Das Gebrüll auf der Strasse hört man auch bei geschlossenem Fenster. An der Kleinen Jägerstrasse 5 in Berlin wohnt die Familie Bendheim. «Arthur Bendheim, Knöpfe en gros», steht im Telefonbuch von 1934. Die damals 13-jährige Margot, ihre Eltern und ihr Bruder Ralph sind jeden Tag grösseren Anfeindungen ausgesetzt, auf den Strassen toben die Nationalsozialisten. Diktator Hitler hat die Stadt, das ganze Land, fest im Griff. Der Terror gegen Jüdinnen und Juden ist Alltag. Der Hass laut.
Über 80 Jahre später sitzt Margot Friedländer, wie sie jetzt zum Nachnamen heisst, beim Interview mit dem «Spiegel» und sagt: «So hat es damals auch angefangen. Der Hass ist wieder laut geworden.» Die Hundertjährige beschreibt die aktuelle politische Lage in Deutschland. Sie sagt es mit leiser Stimme, mit grossen Augen und wiederholt ihre Botschaft «Seid Menschen».
Zurück in der Stadt, in der sie Terror erlebte
Friedländer überlebte Verfolgung und Konzentrationslager, emigrierte nach der Befreiung in die USA, nach New York. Noch in Deutschland heiratete sie Adolf Friedländer, den sie von früher kannte und im KZ wiedersah. Beide, Margot und Adolf, hatten im Holocaust ihre Familie verloren.
Im hohen Alter besuchte die Damenschneiderin Friedländer einen Kurs: «Autobiografisches Schreiben». Und sie schrieb ihre Geschichte auf, landete einen Bestseller. Als Witwe kam sie 2010 nach Berlin zurück, nach über 60 Jahren, in die Stadt, in der sie verfolgt und terrorisiert wurde.

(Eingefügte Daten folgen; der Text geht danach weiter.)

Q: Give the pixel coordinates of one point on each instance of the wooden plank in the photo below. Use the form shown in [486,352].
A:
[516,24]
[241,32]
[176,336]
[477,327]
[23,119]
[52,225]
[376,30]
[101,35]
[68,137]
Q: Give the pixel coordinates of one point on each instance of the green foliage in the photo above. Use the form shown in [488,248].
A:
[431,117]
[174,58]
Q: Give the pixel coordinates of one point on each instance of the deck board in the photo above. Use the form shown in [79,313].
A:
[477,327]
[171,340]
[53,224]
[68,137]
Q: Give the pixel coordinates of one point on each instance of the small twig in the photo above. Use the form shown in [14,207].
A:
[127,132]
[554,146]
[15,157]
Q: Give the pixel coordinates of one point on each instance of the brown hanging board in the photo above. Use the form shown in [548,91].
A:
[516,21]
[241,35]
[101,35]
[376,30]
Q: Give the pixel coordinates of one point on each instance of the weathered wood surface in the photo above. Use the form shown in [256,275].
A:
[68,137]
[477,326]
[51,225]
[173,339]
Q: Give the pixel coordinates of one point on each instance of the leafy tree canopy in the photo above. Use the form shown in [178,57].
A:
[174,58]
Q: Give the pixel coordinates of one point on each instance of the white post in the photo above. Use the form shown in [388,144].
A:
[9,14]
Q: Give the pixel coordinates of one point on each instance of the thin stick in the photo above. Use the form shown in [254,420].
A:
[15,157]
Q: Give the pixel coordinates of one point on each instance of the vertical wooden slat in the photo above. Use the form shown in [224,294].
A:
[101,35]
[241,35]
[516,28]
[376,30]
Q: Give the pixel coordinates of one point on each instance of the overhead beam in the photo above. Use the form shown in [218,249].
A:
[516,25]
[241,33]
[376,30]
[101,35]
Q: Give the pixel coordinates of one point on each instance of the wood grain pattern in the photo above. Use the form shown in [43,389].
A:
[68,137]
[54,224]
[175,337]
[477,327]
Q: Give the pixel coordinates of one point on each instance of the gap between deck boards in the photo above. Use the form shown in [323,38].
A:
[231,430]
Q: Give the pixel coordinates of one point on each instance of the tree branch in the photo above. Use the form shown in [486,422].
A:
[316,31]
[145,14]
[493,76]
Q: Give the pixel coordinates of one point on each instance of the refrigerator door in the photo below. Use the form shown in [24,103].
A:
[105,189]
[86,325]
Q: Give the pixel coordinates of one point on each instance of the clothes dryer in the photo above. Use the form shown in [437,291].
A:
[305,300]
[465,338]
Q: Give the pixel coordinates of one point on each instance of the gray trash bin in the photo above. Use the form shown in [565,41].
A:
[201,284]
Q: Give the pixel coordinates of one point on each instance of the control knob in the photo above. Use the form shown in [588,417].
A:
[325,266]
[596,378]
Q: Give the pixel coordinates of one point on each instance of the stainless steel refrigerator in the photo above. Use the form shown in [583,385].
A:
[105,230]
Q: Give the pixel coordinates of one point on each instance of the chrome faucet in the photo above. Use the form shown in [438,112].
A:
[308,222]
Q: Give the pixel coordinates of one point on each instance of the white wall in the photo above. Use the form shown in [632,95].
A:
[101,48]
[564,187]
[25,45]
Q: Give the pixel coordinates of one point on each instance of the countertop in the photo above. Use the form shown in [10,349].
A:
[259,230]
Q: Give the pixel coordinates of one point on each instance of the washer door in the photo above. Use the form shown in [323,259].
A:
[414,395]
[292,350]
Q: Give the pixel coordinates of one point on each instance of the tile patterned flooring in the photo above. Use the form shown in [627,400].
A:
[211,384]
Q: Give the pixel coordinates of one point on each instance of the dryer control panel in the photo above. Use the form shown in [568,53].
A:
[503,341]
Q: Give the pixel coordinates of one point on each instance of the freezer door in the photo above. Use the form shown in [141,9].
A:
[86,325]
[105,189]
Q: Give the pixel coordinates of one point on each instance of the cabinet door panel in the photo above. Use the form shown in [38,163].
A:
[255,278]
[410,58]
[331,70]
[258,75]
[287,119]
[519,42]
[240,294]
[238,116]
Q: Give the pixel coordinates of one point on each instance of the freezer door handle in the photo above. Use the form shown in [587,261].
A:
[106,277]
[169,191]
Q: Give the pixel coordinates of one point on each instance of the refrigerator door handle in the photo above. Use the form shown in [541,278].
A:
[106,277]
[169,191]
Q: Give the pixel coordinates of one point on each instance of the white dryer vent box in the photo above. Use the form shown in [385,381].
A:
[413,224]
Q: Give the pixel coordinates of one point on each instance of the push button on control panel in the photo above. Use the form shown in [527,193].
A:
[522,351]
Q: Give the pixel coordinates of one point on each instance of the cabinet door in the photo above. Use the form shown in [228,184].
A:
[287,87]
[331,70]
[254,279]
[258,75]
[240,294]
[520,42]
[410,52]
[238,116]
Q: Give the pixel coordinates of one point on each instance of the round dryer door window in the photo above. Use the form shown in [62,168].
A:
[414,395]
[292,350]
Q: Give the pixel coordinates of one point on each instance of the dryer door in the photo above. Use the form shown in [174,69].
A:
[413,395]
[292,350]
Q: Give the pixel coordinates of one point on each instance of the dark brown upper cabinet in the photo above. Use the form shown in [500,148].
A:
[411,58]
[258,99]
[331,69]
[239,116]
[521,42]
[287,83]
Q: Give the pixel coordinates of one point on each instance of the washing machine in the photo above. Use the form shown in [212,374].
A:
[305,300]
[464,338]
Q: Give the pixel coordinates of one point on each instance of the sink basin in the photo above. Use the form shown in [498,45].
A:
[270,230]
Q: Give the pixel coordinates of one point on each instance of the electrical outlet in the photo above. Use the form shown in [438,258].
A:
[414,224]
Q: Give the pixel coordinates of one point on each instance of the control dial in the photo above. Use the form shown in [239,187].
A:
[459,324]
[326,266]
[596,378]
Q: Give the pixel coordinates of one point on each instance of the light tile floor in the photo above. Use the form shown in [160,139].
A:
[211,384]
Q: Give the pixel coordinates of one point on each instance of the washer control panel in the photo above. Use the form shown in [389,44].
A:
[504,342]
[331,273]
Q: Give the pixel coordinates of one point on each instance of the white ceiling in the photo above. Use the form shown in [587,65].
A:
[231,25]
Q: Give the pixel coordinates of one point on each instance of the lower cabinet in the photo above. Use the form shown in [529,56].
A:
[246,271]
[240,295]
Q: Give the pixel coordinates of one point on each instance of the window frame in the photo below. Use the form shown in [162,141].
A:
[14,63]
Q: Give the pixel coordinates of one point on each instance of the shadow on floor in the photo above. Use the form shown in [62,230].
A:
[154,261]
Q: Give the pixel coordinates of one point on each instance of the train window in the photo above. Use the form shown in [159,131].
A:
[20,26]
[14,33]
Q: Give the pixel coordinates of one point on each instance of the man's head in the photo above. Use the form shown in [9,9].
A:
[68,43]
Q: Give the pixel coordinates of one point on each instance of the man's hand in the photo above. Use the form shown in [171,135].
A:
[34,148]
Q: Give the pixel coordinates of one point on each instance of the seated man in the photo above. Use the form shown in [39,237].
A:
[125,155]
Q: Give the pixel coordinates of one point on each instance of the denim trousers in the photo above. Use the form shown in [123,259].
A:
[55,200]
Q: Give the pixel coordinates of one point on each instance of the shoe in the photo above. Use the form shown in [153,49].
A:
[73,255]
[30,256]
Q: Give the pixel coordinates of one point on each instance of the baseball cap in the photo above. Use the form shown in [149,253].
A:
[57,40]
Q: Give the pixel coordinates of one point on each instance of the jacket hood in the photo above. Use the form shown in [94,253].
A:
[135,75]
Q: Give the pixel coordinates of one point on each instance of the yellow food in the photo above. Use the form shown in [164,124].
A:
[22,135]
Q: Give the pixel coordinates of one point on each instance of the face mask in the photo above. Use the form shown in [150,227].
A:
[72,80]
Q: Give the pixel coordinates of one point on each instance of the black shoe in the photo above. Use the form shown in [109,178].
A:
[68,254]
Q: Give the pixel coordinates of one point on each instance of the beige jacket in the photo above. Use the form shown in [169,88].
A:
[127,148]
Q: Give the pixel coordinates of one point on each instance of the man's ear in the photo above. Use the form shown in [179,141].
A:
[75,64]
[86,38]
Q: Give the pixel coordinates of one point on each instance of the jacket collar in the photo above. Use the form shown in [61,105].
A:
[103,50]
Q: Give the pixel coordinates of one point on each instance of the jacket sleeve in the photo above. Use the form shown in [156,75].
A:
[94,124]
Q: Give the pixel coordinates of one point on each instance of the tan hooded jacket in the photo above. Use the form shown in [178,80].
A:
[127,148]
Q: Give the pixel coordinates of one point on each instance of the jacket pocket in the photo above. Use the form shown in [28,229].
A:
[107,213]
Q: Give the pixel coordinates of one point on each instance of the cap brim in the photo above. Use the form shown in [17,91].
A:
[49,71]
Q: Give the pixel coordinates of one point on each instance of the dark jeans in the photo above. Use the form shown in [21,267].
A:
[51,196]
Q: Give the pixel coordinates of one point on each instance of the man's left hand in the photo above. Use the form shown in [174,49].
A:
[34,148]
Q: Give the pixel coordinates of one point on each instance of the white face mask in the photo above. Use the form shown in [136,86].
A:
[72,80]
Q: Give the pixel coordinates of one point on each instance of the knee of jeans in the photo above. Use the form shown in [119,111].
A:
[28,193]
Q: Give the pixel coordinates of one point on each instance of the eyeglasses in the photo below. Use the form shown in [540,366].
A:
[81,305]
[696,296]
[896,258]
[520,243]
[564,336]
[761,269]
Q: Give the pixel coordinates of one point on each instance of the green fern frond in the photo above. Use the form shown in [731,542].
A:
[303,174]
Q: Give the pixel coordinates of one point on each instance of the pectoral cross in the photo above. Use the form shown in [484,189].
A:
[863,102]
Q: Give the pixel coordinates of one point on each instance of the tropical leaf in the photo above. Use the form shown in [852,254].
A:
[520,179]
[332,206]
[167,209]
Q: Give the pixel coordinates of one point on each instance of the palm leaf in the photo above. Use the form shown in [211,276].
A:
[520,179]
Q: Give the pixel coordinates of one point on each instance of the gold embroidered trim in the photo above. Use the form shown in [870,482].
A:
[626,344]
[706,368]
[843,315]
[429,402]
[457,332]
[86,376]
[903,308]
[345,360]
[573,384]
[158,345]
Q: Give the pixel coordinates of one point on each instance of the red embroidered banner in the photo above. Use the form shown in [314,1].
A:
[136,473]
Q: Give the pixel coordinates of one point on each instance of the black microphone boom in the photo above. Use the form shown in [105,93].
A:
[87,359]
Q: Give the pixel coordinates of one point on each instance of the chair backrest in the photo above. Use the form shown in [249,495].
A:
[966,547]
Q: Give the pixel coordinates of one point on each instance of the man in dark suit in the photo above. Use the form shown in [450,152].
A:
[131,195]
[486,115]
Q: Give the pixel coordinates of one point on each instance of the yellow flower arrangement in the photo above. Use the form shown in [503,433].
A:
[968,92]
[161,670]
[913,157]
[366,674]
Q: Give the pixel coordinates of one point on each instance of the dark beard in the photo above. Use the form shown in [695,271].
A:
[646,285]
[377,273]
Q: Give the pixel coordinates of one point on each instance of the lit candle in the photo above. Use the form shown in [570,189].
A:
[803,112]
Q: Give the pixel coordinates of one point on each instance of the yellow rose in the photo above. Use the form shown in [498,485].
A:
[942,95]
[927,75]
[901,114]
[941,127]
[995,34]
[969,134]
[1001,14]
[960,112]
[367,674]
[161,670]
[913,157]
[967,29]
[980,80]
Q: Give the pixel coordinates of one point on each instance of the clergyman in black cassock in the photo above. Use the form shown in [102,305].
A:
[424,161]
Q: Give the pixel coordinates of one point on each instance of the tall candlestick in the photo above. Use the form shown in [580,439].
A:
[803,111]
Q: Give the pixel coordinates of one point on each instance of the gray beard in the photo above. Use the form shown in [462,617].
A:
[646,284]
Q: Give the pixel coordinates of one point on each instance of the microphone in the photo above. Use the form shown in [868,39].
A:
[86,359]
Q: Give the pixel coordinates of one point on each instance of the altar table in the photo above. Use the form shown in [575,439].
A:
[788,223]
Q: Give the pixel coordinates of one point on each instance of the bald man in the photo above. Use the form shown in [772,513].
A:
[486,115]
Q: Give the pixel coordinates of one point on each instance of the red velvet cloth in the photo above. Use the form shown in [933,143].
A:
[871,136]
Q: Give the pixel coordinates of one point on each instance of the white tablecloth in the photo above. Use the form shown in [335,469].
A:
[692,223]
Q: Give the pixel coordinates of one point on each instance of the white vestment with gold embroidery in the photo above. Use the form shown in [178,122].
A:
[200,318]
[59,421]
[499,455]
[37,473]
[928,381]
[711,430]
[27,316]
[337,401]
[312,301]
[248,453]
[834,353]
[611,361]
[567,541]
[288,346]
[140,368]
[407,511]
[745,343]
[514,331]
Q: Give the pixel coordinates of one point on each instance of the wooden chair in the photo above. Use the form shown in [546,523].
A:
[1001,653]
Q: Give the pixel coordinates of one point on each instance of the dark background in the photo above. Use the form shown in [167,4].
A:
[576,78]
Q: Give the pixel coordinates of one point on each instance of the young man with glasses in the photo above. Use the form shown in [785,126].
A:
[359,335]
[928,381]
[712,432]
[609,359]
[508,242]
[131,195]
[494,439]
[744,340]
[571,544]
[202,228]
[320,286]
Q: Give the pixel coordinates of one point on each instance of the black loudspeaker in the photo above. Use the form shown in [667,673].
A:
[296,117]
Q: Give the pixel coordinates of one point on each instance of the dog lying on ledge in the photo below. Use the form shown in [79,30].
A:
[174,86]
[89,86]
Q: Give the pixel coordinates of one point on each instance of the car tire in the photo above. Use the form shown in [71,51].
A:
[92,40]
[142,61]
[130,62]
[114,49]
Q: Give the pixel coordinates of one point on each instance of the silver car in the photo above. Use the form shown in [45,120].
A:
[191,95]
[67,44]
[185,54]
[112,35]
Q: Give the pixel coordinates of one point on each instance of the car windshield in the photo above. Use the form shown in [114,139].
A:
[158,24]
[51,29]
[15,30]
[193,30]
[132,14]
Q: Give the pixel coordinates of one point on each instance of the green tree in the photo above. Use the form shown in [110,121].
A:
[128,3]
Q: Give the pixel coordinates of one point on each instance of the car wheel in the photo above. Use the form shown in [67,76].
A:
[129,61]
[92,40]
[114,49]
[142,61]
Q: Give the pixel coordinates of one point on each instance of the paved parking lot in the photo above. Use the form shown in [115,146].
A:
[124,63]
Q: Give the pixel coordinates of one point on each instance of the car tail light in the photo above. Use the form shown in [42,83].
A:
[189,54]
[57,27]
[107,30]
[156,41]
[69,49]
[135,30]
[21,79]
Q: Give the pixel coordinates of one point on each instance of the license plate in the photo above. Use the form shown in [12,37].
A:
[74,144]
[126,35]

Besuch empfing Friedländer in ihrer Seniorenresidenz beim Kurfürstendamm. Eine kleine Frau mit sanfter Stimme. Es gibt Menschen, die nehmen einen Raum ganz ein mit ihrer Ausstrahlung, mit dem Glanz in ihren Augen. Menschen wie Margot Friedländer.
Sie erzählte ihre Geschichte, nüchtern fast, aber umso eindringlicher. Sie tat das gegenüber Journalisten, aber vor allem vor Schülerinnen und Schülern, um die Erinnerung an den Nazi-Terror und die Judenverfolgung wachzuhalten.
Der Hass wird wieder lauter
«Wir können nicht dankbar genug sein», sagt die deutsche alt Kanzlerin Angela Merkel, «dass Margot Friedländer die Kraft fand, von ihrer Leidens- und Lebensgeschichte zu erzählen. Damit legte sie Zeugnis ab.» Neu-Kanzler Friedrich Merz betont: «Sie hat uns ihre Geschichte anvertraut. Es ist unsere Aufgabe und unsere Pflicht, sie weiterzutragen.»
Trotz aller Erinnerung, die Friedländer unermüdlich weitergab: Gehört wurde sie nicht mehr überall. In deutschen Schulen werden wieder Hitlergrüsse gezeigt, der Hass ist vielerorts lauter als die Stimme Friedländers, viel lauter.
Margot Friedländers Vermächtnis ist uns Mahnung und Verpflichtung. Es bleibt unsere Verantwortung, die jüdische Gemeinschaft in unserem Land nie wieder im Stich zu lassen.
Auf Social Media werden Jugendliche von Rechtsextremen umgarnt, es wird versucht, die Geschichte vergessen zu machen, die Erinnerungskultur zurückzudrängen. Von «Schuldkult» ist rechts aussen die Rede, man müsse die schönen Seiten der deutschen Geschichte wieder mehr vermitteln. In Chats geben sich Jugendliche den Übernamen «Göring», viele Lehrpersonen wollen aufgeben.
Auch darum sagt Bundespräsident Frank-Walter Steinmeier: «Margot Friedländers Vermächtnis ist uns Mahnung und Verpflichtung, gerade in einer Zeit, in der die Demokratie angefochten wird und sich Antisemitismus wieder unverhohlen zeigt, bleibt es unsere Verantwortung, die jüdische Gemeinschaft in unserem Land nie wieder im Stich zu lassen.»
Diese Worte braucht es offenbar. 2025, wo das Gebrüll wieder zu hören ist. Wo der Hass wieder laut geworden ist.